27 de setembro de 2017 | 10:18

Os efeitos da operação Lava Jato e os desafios empresariais – Shin Jae Kim

Diante de tantas notícias que enfatizam o ambiente de corrupção endêmica revelado no Brasil, as empresas têm o desafio de desenvolver seus negócios de maneira íntegra. Elas estão cada vez mais preocupadas em buscar mecanismos de proteção, dentre eles os programas de compliance. Os recentes casos da Operação Lava Jato e seus desdobramentos denotam maior solidez na investigação de práticas corruptas, e também em sua punição com grande repercussão financeira e reputacional dos envolvidos.

O obstáculo inicial é de ordem cultural. A falta de transparência e a promiscuidade nas relações entre indivíduos e empresas com a Administração Pública no Brasil, em suas diversas esferas, são históricos e tratados como mal necessário para a realização de negócios.

A mudança do comportamento empresarial deve também ser refletida na Administração Pública. De nada adiantará um ambiente empresarial mais transparente e íntegro se não estiver acompanhado do incremento nos mecanismos de detecção, combate e punição exemplar pelo setor público.

Do lado empresarial, além da atuação mais ativa e notável dos órgãos de controle, vale ressaltar a entrada em vigor da Lei Anticorrupção.

Essa lei representou um marco fundamental ao incentivar a adoção e aplicação efetiva de mecanismos e procedimentos internos de integridade, auditoria, incentivo à denúncia de irregularidades, bem como de códigos de ética e conduta no âmbito de pessoa jurídica. São os chamados programas de compliance ou integridade. Um programa de compliance efetivo pode diminuir em até 2/3 o valor inicial da pena pecuniária imposta à empresa.

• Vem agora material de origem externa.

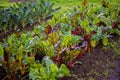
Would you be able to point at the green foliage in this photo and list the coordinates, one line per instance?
(47, 70)
(1, 54)
(24, 13)
(105, 41)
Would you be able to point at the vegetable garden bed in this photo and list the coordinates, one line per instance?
(69, 41)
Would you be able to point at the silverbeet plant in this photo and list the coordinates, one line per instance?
(47, 70)
(25, 13)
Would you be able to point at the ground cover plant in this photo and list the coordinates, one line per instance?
(50, 49)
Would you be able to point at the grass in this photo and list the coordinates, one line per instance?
(68, 4)
(5, 3)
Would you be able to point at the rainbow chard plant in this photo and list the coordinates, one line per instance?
(47, 70)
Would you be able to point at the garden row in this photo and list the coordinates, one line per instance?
(45, 52)
(28, 13)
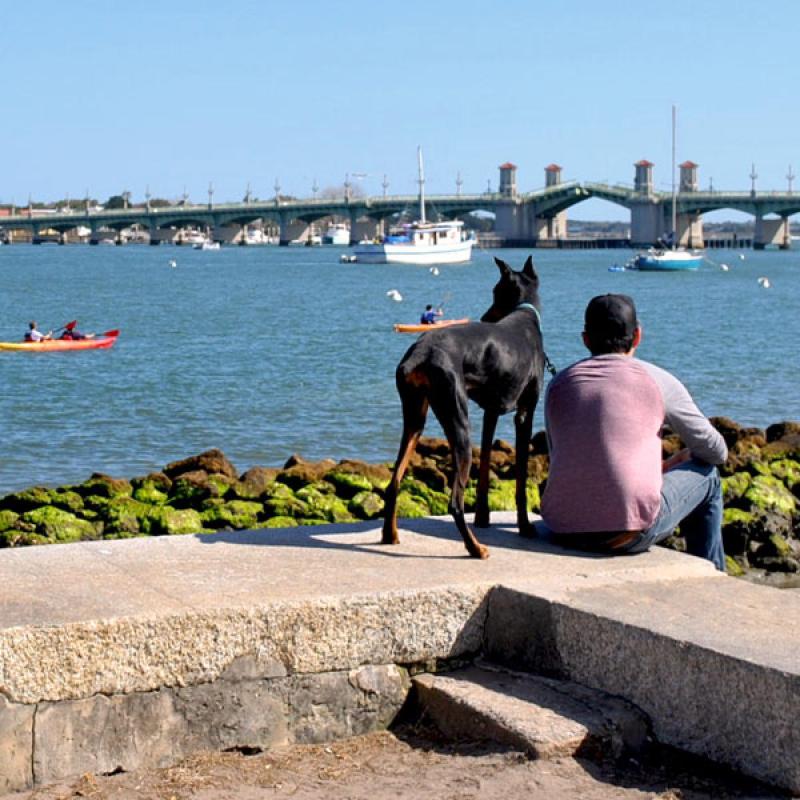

Os parâmetros estabelecidos nos regulamentos que seguiram a lei definem os critérios de avaliação e incluem: comprometimento da alta administração da empresa; existência de políticas e procedimentos; regras de interação com agentes públicos, especialmente em processos licitatórios e obtenção de licenças; regras para denúncias de práticas ilícitas; treinamentos, dentre outros.

Cada um desses elementos apresenta inúmeros desafios que pretendo abordar nas minhas próximas postagens.

Ainda é cedo para medir a efetividade dos programas de compliance. É necessário não somente ampliar a base de empresas instrumentadas para atender a nova lei, mas também pôr em prática as diretrizes de integridade na rotina das empresas. Por outro, inegável que essa base está aumentando sensivelmente.

Além disso, as decisões da Administração Pública e do Poder Judiciário devem valorizar os esforços efetivos feitos pelas empresas na implementação dos programas de compliance, especialmente nos acordos de leniência e nos termos de ajuste de conduta, objetivando trazer maior segurança e transparência nas relações entre diferentes atores.